A minimalistic Infusion-only approach based on timers is also possible. It will include a simpler facts manager which will initially retrieve and store the facts and a survey trigger manager which will observe the triggers’ conditions. Unlike the polling approach, the facts will not be updated regularly on a timely basis. Here is an example workflow:

  1. A user keys in and the facts manager loads the facts.
  2. With this approach, in the PSP there will be two types of facts: static and dynamic. A static fact does not change once it is retrieved (e.g. keyedInTimestamp, accountCreatedTimestamp), whereas a dynamic fact’s state will change over time (e.g. keyedOut). Once a user has keyed in, static facts are obtained (probably from the GPII core via the PSP channel) and listeners are registered for the dynamic facts.

  3. Once facts are loaded, the survey triggers are requested from the survey server.
  4. Similarly to the polling approach a survey trigger is defined in a JSON format and has a human-readable schema but the the conditions object is simpler:

    {
        id: "id",
        conditions: [{
            type: "keyedInBefore",
            value: 5000
        }, {
            type: "keyedOut",
            value: true
        }]
    }
    

    Definition of alternative conditions is not possible with this format. However, using boolean algebra, triggers whose conditions are complex and include disjunction can be split into multiple triggers which only include conjunctions of conditions.

  5. The triggers are registered with the survey trigger manager which starts tracking whether their conditions are satisfied.
  6. Each trigger has a unique id. If a survey trigger already exists in the system and then a trigger with the same id is registered, the latter will override the former. This means that the conditions of the former trigger will no longer be observed.

    A dedicated trigger handler will be in charge of determining if a trigger has occurred. For each of the trigger’s conditions the trigger handler will delegate the responsibility of ascertaining whether this condition is satisfied to a specific condition handler. The exact condition handler will be determined by the type of the condition.

    Depending on the nature of the condition’s fact, the condition handler can:

    • schedule a timer
    • wait to be notified that the value of the fact has changed.

    For the payload above:

    • there will be a trigger handler with two dynamic condition handler subcomponents: keyedInBeforeHandler and keyedOutHandler.
    • depending on the value of the keyedInTimestamp fact, the keyedInBeforeHandler will register a timer for at most 5 seconds and will notify the trigger handler that the condition has been fulfilled once the time is up.
    • If the user keyes out the keyedOutHandler will notify the trigger handler that the keyedOut condition has been met.

    This also shows that there can be different condition handlers which observe the same fact in a different way.
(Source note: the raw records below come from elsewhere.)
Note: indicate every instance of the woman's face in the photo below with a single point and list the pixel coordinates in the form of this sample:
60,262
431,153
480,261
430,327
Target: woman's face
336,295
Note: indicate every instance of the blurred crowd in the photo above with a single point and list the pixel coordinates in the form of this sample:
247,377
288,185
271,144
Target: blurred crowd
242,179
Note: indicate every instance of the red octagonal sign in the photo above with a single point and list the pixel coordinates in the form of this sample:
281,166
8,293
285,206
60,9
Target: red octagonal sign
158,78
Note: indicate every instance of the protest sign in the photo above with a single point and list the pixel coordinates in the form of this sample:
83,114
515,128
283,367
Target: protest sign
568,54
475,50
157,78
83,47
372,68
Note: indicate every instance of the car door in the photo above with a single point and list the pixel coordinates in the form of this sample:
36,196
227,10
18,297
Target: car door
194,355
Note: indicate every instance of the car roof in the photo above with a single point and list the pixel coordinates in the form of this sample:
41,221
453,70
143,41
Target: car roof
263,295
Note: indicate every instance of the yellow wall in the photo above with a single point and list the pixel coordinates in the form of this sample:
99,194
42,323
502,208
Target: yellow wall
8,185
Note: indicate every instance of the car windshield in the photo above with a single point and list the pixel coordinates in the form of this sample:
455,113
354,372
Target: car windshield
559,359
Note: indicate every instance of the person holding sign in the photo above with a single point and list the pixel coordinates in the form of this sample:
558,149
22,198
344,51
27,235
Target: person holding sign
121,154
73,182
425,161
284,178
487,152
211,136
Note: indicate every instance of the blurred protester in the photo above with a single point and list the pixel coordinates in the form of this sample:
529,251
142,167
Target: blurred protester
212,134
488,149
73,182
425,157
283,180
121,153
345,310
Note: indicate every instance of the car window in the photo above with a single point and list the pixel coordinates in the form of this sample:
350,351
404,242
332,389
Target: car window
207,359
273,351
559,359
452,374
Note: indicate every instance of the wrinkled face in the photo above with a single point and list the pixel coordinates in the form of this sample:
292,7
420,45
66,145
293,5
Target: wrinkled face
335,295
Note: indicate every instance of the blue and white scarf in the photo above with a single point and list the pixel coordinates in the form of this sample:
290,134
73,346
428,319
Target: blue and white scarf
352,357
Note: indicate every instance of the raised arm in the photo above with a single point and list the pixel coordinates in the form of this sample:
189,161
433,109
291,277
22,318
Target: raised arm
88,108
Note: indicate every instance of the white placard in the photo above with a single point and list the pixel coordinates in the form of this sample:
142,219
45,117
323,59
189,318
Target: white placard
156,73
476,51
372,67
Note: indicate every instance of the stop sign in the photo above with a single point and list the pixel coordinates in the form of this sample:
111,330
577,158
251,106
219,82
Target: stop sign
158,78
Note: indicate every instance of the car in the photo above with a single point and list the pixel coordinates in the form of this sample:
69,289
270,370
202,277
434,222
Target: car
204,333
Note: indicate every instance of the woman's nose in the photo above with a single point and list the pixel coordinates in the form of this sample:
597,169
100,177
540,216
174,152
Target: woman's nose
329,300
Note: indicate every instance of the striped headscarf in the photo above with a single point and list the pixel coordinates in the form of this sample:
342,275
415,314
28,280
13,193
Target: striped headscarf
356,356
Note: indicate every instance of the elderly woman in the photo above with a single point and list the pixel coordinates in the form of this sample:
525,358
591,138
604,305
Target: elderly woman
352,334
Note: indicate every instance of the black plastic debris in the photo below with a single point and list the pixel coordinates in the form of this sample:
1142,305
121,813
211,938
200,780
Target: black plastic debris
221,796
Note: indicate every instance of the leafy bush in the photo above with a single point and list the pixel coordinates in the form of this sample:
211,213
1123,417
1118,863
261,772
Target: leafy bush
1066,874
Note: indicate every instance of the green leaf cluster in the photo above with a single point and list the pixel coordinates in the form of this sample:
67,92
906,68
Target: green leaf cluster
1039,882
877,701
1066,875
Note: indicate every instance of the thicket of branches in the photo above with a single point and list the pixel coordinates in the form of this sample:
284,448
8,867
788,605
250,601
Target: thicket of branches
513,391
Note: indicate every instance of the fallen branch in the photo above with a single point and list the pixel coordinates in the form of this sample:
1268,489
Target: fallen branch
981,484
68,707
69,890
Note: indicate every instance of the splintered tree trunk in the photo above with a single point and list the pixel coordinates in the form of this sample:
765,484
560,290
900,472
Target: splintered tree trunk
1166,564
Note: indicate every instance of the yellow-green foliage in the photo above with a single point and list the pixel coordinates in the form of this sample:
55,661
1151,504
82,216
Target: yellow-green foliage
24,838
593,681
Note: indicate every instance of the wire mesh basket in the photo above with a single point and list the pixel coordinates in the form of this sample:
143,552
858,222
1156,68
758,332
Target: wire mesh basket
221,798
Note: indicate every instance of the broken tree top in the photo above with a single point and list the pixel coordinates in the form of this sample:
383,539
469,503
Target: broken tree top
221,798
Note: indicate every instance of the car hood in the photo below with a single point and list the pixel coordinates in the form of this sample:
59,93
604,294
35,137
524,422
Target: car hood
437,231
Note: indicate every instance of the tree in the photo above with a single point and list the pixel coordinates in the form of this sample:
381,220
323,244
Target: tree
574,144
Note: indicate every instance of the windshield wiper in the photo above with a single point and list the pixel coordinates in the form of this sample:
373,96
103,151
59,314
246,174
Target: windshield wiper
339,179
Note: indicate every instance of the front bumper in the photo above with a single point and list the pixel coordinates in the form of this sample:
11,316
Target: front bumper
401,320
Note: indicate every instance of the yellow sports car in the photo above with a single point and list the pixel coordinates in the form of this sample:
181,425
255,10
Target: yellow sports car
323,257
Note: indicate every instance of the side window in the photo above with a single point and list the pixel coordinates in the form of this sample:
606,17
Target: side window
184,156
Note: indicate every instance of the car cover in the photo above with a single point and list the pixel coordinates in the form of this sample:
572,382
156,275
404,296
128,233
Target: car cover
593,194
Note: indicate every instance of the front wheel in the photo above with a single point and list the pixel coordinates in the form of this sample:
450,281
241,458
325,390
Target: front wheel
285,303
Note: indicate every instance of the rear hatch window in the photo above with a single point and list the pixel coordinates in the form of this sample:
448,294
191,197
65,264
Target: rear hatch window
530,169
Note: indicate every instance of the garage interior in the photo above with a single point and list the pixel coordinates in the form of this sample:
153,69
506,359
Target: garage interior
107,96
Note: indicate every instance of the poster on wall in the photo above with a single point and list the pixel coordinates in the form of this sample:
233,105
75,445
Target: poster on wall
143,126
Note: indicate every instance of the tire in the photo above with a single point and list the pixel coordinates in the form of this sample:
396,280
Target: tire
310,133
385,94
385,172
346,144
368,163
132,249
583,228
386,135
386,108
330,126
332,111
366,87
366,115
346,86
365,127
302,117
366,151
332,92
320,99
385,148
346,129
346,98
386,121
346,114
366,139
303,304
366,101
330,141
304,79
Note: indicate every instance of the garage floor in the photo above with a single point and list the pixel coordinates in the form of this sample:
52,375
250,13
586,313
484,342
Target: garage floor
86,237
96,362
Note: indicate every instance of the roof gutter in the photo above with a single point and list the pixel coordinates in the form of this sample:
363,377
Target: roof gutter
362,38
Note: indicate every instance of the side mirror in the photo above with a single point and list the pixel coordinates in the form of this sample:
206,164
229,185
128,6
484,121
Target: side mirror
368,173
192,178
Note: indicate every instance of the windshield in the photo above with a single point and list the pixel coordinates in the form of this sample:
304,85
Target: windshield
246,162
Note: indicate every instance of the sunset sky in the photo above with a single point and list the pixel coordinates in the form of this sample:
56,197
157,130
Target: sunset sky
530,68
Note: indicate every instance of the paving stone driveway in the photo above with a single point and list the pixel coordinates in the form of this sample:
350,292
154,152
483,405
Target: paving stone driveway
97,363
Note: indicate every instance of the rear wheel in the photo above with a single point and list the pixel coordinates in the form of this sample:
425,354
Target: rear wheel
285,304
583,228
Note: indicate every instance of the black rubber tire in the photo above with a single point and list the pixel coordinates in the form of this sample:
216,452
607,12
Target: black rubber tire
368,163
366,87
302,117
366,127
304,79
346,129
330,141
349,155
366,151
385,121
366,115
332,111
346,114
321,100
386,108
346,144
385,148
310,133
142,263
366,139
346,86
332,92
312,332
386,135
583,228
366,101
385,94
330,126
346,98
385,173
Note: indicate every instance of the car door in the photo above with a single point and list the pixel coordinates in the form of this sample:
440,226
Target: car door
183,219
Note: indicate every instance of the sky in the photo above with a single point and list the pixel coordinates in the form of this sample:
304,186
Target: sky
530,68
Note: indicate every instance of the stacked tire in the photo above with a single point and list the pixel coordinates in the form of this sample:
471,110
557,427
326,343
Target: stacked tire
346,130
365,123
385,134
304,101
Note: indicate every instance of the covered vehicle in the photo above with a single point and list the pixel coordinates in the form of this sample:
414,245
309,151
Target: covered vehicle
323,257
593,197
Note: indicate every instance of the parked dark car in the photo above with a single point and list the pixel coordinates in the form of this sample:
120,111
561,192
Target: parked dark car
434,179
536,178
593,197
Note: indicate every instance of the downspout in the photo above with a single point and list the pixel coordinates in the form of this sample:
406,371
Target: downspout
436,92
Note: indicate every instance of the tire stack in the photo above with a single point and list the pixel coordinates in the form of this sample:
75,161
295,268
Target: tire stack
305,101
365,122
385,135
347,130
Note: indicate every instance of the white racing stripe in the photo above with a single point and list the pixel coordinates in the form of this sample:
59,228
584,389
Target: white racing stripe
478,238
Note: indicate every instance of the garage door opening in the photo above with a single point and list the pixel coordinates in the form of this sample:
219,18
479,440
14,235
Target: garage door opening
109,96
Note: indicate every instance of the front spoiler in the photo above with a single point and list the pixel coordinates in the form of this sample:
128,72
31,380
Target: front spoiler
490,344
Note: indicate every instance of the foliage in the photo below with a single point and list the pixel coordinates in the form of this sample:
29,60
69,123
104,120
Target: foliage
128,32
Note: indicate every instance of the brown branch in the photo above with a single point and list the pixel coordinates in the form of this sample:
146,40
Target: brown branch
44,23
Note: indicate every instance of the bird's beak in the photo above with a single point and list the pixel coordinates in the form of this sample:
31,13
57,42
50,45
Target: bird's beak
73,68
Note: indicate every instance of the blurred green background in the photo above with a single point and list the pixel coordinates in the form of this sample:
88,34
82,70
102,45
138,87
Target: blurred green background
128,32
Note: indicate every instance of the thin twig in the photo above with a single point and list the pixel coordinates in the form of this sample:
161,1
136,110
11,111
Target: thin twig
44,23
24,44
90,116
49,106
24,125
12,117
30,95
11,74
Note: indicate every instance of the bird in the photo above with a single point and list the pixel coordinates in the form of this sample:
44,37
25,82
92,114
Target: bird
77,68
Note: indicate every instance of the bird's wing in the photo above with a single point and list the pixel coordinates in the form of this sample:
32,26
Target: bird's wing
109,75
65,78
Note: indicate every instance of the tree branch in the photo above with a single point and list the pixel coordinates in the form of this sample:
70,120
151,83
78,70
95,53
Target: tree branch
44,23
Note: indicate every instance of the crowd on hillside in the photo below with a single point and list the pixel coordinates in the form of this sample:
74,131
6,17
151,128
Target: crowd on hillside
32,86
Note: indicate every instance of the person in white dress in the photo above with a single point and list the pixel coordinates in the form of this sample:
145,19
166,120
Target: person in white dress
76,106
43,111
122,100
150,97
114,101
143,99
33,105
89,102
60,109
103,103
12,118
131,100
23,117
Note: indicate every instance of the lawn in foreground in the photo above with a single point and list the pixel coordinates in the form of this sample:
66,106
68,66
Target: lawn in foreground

  7. Once all conditions have been satisfied, the trigger itself is considered satisfied and the PSP passes this information to the survey server.
  8. When the user keys out, all the trigger handlers are cleared from the survey trigger manager.

Conclusion

Both approaches fulfill the requirements listed at the start of the document and provide enough flexibility and extensibility.

By far the biggest asset of json-rules-engine is that it can evaluate rules with complex (and even nested) conditions which include conjunction and disjunction. However, this comes at a price - the necessity to frequently poll the application facts. Furthermore, adding a third-party module to the project will bring in an additional code complexity.

The Infusion only approach includes inherently a kind of a scheduling mechanism. This enables the application to be notified asynchronously in the future when a given trigger has been satisfied while eliminating the need for constant look-up of facts.

At first, when the smart survey specification was not available, using a rules engine seemed better as it provided enough extensibility to support rules with a high level of complexity. Now as we have a clearer vision of the possible future requirements for the survey functionality, we would prefer to stick to the Infusion only approach.